The CW’s Riverdale is advertising itself as a sexy, pulpy noir take on the world of the classic Archie comics. And while it does contain these qualities, it also embodies another genre that isn’t as buzzed-about: gothic horror. In nodding to classic gothic tropes, Riverdale is taking a leaf out of Buffy The Vampire Slayer’s book to elevate the conversation around the universality of adolescence.
Betty Cooper’s story on Riverdale contains the largest dose of gothic fare. Her sister Polly is literally a woman locked away like Mr. Rochester’s wife, and she’s pregnant.
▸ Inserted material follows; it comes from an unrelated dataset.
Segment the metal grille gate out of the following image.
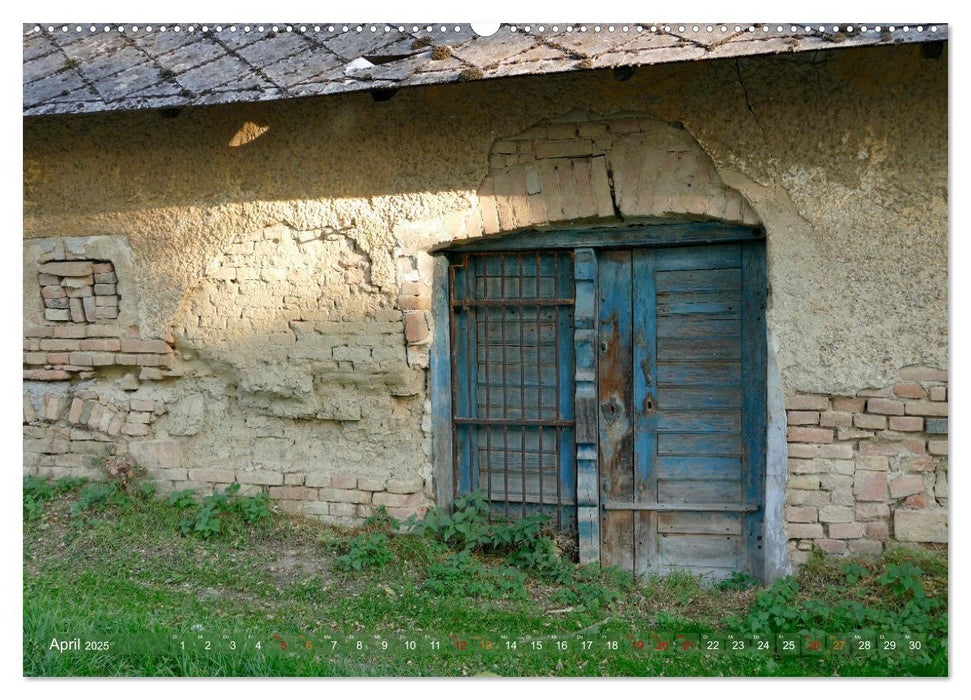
[449,251,576,531]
The man who impregnated her — the murdered Jason Blossom — also grew up in a giant gothic mansion and is revealed to have been something of a lech.
Aside from the typical creepy-crawly moments, gothic horror typically contains several distinct tropes: remote locations, fallen women, predatory men, hints of incest, at least one formerly grand location that’s in a state of ruin and decay, and intergenerational secrets.
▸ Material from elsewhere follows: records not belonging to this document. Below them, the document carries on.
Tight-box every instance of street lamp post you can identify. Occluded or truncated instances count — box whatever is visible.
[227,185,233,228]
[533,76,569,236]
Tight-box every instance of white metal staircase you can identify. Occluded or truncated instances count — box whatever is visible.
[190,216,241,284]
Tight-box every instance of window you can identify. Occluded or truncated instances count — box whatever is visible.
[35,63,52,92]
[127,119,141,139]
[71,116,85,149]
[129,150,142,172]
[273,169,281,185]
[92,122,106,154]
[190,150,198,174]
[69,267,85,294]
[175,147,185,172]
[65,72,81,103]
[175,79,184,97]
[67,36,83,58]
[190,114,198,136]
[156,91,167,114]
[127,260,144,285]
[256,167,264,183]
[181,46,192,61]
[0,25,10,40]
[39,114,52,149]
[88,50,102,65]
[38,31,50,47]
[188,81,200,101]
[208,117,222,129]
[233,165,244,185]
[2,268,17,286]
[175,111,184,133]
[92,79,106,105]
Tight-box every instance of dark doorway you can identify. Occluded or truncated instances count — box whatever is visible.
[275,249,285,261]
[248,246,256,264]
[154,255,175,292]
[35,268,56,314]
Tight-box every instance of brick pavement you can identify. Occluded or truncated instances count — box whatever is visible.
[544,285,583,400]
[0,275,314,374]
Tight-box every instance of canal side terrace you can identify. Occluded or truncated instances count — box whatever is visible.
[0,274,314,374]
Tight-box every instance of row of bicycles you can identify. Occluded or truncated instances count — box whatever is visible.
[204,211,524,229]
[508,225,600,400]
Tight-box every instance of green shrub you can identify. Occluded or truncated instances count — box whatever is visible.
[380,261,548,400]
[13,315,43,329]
Betty aside, every character’s sub plot contains nods to the gothic. Jughead used to live at a movie drive-in past its heyday — which fits the trope of splendor falling to ruin. When he relocates to living in the school, Archie even appears behind him in a mirror early one morning, horror-movie style.
As a member of the local gang, the Serpents, Jughead’s father also joins the ranks of corrupted parents. Veronica’s mother deceives her daughter and begins an affair with Archie’s father, and Betty’s mother gleefully speaks of wishing she had murdered Jason. While Riverdale does not contain literal monsters like Buffy, it shares the commonality that hardly any authority figure has credibility. The teens’ former teacher Ms. Grundy is implied to have a predatory penchant for teen boys. Riverdale cleverly gender-bends the gothic trope of the young ingenue corrupted by the older man. Grundy has an affair with her student Archie throughout the first handful of episodes, and while she initially seems hesitant and kindhearted, when she leaves town — eyes lingering on a teen boy — it’s later implied that Archie was not her first. It doesn’t get more gothic than that.
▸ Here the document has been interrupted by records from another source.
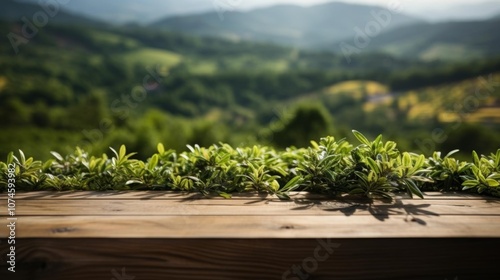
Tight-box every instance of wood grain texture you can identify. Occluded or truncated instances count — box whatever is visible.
[0,192,500,280]
[0,215,500,238]
[0,191,490,201]
[7,199,500,216]
[0,238,500,280]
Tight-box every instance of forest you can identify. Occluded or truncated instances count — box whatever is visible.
[0,17,500,162]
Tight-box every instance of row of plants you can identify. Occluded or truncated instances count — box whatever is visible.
[0,131,500,199]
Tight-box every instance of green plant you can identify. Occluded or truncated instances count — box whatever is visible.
[0,131,500,199]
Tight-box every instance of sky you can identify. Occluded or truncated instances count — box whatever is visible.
[237,0,476,11]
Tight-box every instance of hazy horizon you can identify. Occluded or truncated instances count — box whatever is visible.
[19,0,500,24]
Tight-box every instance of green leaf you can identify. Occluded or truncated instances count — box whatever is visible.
[282,176,302,191]
[19,150,26,165]
[119,145,127,159]
[486,179,500,187]
[156,143,165,155]
[50,151,64,161]
[352,130,370,146]
[7,152,14,164]
[219,192,232,199]
[125,180,144,186]
[472,151,480,167]
[147,154,159,170]
[405,180,424,199]
[366,157,380,174]
[462,180,480,187]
As Tom Hardy’s show Taboo and Guillermo del Toro’s underrated Crimson Peak both show, incest is also a gothic staple. And while Riverdale has not quite gone the distance yet, it’s leaned into implications that Cheryl and Jason Blossom’s relationship was not quite kosher. Even the notorious Betty and Veronica kiss in the pilot has whiffs of the gothic. Cheryl Blossom proclaimed that “faux lesbian” hasn’t been taboo since 1994, but the original lesbian taboo tale was famous gothic short story Carmilla.
Riverdale is a modern, fast-talking, pop culture referencing noir show. But beneath the surface, it’s highly gothic — and it’s that quality that makes it more than just another teen drama.
Riverdale is currently airing on Thursday nights on The CW.